TESTING. Tests are used to measure performances or to determine patterns, behavior and causes of diseases or the success and bad performance of products or goods. But because of the varying degrees of difficulty tests are associated with, including the fear of failure or, worse, loss of career or life, tests are often dreaded and even avoided. Covid-19, for its part, has exposed us to the need for testing so as to identify the virus carriers, trace their contacts and eventually treat them. But governments balk at the high costs of testing and would rather pursue goals that make people believe they are doing enough testing when their concept of enough actually does not measure up at least to people’s expectations. Then we forget the hard truth—that testing also lies in the varying degrees of difficulty we put up in the necessary effort to understand and relate with one another. We test one another’s patience by our professed hardnosed professionalism when the reality we unabashedly exhibit is a hard-headed arrogance. We test our hard-earned harmonious relationship by insisting on what we consider the right view of things when all that we show is hubris. We test our ability to trust by acts of betrayal, our ability to hope by perpetual preoccupation with bad or fake news, our sense of charity by a proclivity to curse and malign others. And here comes Covid-19 saying: “You factually are addicted to testing. So I’ll make you think of the need to be tested, even of the need for mass testing.”
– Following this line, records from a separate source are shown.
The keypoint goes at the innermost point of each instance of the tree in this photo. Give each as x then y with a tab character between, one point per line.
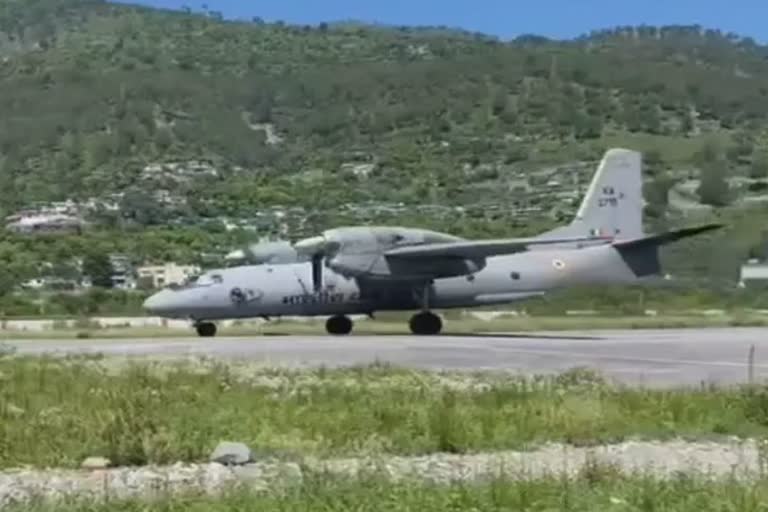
713	189
98	267
759	169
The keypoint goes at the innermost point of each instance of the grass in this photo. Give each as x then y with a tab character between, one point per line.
601	490
57	412
398	324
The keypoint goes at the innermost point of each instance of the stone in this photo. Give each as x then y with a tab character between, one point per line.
96	463
229	453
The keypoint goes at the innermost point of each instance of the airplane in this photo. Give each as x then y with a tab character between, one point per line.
359	270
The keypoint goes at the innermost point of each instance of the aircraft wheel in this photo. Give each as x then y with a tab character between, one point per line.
206	329
338	325
425	323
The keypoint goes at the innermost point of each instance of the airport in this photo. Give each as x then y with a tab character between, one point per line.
256	260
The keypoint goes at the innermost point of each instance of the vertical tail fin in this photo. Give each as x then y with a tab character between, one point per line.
613	204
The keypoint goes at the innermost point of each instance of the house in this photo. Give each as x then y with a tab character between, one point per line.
167	274
754	272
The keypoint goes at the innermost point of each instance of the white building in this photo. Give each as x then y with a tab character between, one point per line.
167	274
754	272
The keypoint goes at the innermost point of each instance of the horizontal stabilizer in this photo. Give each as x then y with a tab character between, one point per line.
667	237
481	248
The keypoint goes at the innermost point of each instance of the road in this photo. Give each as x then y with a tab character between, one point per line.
650	357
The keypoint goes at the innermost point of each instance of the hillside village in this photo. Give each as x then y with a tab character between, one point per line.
123	138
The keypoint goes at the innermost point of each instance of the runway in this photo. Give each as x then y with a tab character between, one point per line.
667	357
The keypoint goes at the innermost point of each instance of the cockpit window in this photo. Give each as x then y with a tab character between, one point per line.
208	279
195	281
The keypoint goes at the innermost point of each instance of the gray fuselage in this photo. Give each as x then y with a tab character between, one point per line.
286	290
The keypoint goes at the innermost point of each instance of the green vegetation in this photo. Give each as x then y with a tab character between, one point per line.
594	489
94	94
56	413
395	324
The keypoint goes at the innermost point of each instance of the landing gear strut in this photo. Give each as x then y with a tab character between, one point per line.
206	329
425	323
338	325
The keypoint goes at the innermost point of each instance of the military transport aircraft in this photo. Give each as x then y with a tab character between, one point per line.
361	270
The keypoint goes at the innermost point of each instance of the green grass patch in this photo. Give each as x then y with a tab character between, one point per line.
57	412
397	323
591	491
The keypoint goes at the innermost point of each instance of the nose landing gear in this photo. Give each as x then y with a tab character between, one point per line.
425	323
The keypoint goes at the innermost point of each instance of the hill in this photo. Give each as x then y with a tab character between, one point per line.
173	125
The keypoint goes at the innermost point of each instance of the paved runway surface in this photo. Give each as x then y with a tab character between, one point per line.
650	357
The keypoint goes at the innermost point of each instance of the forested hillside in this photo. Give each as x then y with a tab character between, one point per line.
341	119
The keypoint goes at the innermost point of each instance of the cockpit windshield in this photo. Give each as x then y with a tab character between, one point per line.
199	280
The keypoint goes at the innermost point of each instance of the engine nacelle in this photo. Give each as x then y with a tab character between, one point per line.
380	267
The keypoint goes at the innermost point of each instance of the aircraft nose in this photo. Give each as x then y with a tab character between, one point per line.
159	303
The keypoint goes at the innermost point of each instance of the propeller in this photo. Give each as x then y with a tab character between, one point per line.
317	271
317	247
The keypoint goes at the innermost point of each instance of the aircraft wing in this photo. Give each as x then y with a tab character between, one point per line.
473	249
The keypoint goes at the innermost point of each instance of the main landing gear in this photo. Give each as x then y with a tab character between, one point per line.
425	323
205	329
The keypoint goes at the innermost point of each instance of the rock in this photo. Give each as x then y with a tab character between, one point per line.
96	463
232	454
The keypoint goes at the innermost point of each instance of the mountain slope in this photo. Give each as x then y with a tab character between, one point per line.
93	96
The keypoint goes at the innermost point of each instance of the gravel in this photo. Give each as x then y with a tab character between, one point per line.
740	459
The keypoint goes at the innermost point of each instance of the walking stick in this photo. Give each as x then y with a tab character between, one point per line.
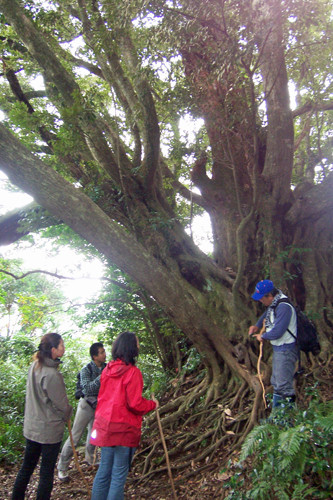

FREQUENT HAND-WASHING. Covid-19 has exposed our culpable abandonment of our responsibilities to our families, communities and societies. We refuse to correct our children’s mistakes for fear of alienating them or losing their love. We leave to others the responsibility of feeding, teaching and exemplifying before them proper manners or even a sense of morality in an increasingly morality-unfriendly world. We turn our backs on the poor and the environment except when their cries already disturb our social pleasures, entitlements or our well-groomed, well-oiled, callous consciences. In our ordinary day-to-day lives we often sell ourselves as either faithful worshippers or truthful followers of the Messiah; but most of the time we do a Pilate. So thus speaks Covid-19: “I hear you loud and clear. You want yourselves to be clean of your responsibilities. Be my guests. I’ll make you indulge your source of pleasure—do frequent hand-washing. In the guise of keeping a virus away, enjoy the splash of water and the thrill of escape from responsibility.”
Covid-19, in short, is today’s “THECEL”—”You have been weighed in a balance-scale and have come up short” (Dn 5:27).
It is also today’s teaser to Jesus’ open invitation in the Gospel: “This is the time of fulfilment. The kingdom of God is at hand. Repent and believe in the Good News” (Mk1:15).